In patients with moderate to severe plaque psoriasis, following an initial SC RAPTIVA dose of 0.7 mg/kg followed by 11 weekly SC doses of 1 mg/kg/wk, serum concentrations reached a steady-state at 4 weeks with a mean trough concentration of approximately 9 µg/mL (n = 26). After the last dose, the mean peak concentration was approximately 12 µg/mL (n = 25). Mean steady-state clearance was 24 mL/kg/day (range = 5-76 mL/kg/day, n = 25). Mean time to eliminate RAPTIVA after the last steady-state dose was 25 days (range = 13-35 days, n = 17). The mean estimated RAPTIVA SC bioavailability was 50%. In a population pharmacokinetic analysis of 1088 patients, body weight was found to be the most significant covariate affecting RAPTIVA clearance. In patients receiving weekly SC doses of 1 mg/kg, RAPTIVA exposure was similar across body weight quartiles. RAPTIVA clearance was not significantly affected by gender or race. The pharmacokinetics of RAPTIVA in pediatric patients have not been studied. The effects of renal or hepatic impairment on the pharmacokinetics of RAPTIVA have not been studied.

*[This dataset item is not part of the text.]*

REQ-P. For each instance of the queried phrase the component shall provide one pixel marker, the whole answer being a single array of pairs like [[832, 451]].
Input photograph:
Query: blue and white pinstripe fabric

At a dose of 1 mg/kg/wk SC, RAPTIVA reduced expression of CD11a on circulating T lymphocytes to approximately 15-25% of pre-dose values and reduced free CD11a binding sites to a mean of ≤ 5% of pre-dose values. These pharmacodynamic effects were seen 1-2 days after the first dose, and were maintained between weekly 1 mg/kg SC doses. Following discontinuation of RAPTIVA, CD11a expression returned to a mean of 74% of baseline at 5 weeks and stayed at comparable levels at 8 and 13 weeks. Following discontinuation of RAPTIVA, free CD11a binding sites returned to a mean of 86% of baseline at 8 weeks and stayed at comparable levels at 13 weeks. No assessments of CD11a expression or free CD11a binding sites were made after 13 weeks.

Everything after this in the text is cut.